Pre-Summer Special Limited Time 70% Discount Offer - Ends in 0d 00h 00m 00s - Coupon code = getmirror

Home
GIAC
Security Administration
GCIH
GIAC Certified Incident Handler Questions and Answers

Pass the GIAC Security Administration GCIH Questions and answers with ExamsMirror

Practice at least 50% of the questions to maximize your chances of passing.

Exam GCIH Premium Access

View all detail and faqs for the GCIH exam

Go to Exam

817 Students Passed

93% Average Score

92% Same Questions

Viewing page 2 out of 10 pages

Viewing questions 11-20 out of questions

Questions # 11:

Which of the following is spy software that records activity on Macintosh systems via snapshots, keystrokes, and Web site logging?

Options:

Spector

Magic Lantern

eblaster

NetBus

Answer

Questions # 12:

Network mapping provides a security testing team with a blueprint of the organization. Which of the following steps is NOT a part of manual network mapping?

Options:

Gathering private and public IP addresses

Collecting employees information

Banner grabbing

Performing Neotracerouting

Answer

Questions # 13:

Which of the following statements about buffer overflow is true?

Options:

It manages security credentials and public keys for message encryption.

It is a collection of files used by Microsoft for software updates released between major service pack releases.

It is a condition in which an application receives more data than it is configured to accept.

It is a false warning about a virus.

Answer

Questions # 14:

Your network is being flooded by ICMP packets. When you trace them down they come from multiple different IP addresses. What kind of attack is this?

Options:

Syn flood

Ping storm

Smurf attack

DDOS

Answer

Questions # 15:

Which of the following statements are true about session hijacking?

Each correct answer represents a complete solution. Choose all that apply.

Options:

Use of a long random number or string as the session key reduces session hijacking.

It is used to slow the working of victim's network resources.

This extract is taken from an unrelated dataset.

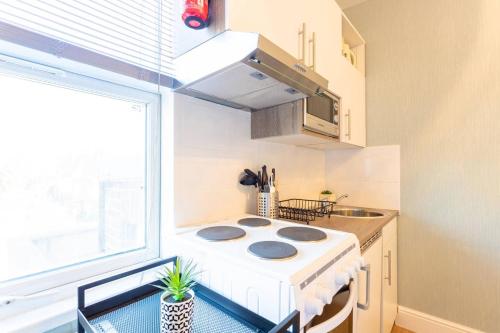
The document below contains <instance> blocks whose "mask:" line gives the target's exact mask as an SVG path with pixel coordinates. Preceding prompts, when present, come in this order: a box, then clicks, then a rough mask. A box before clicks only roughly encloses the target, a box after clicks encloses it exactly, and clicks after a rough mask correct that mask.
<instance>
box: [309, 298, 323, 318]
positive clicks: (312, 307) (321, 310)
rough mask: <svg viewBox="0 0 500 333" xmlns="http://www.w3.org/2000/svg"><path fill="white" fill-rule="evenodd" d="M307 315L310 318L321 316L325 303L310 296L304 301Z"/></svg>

TCP session hijacking is when a hacker takes over a TCP session between two machines.

It is the exploitation of a valid computer session to gain unauthorized access to information or services in a computer system.

Answer

A, C, D

Questions # 16:

Fill in the blank with the appropriate word.

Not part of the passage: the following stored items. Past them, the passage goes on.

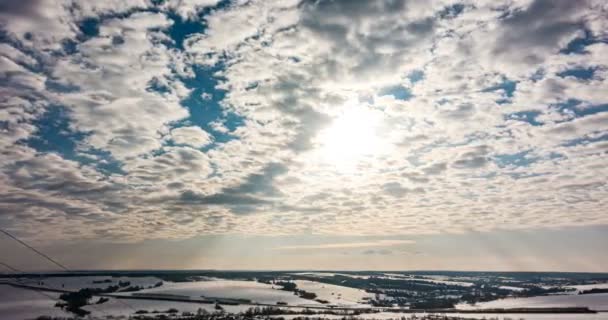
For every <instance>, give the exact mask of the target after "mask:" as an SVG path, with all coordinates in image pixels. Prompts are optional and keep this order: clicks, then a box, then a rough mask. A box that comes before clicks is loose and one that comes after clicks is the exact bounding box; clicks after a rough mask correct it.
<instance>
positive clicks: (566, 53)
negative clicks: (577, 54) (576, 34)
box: [560, 30, 608, 54]
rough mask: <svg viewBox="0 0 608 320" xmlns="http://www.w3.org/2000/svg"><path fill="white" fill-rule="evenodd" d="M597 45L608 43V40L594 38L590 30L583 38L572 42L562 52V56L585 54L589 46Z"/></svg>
mask: <svg viewBox="0 0 608 320" xmlns="http://www.w3.org/2000/svg"><path fill="white" fill-rule="evenodd" d="M595 43H608V39H598V38H595V37H593V33H592V32H591V31H589V30H585V34H584V36H582V37H577V38H575V39H573V40H572V41H570V42H569V43H568V45H566V47H565V48H563V49H562V50H560V53H562V54H583V53H586V52H587V51H586V50H585V49H586V48H587V46H589V45H592V44H595Z"/></svg>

StackGuard (as used by Immunix), ssp/ProPolice (as used by OpenBSD), and Microsoft's /GS option use ______ defense against buffer overflow attacks.

Options:

Answer

Answer:

canary

Questions # 17:

You run the following bash script in Linux:

for i in 'cat hostlist.txt' ;do

nc -q 2 -v $i 80 < request.txt done

Where, hostlist.txt file contains the list of IP addresses and request.txt is the output file. Which of the following tasks do you want to perform by running this script?

Options:

You want to put nmap in the listen mode to the hosts given in the IP address list.

You want to perform banner grabbing to the hosts given in the IP address list.

You want to perform port scanning to the hosts given in the IP address list.

You want to transfer file hostlist.txt to the hosts given in the IP address list.

Answer

Questions # 18:

John works as a Professional Penetration Tester. He has been assigned a project to test the Website security of www.we-are-secure Inc. On the We-are-secure Website login page, he enters ='or''=' as a username and successfully logs on to the user page of the Web site. Now, John asks the we-aresecure Inc. to improve the login page PHP script. Which of the following suggestions can John give to improve the security of the we-are-secure Website login page from the SQL injection attack?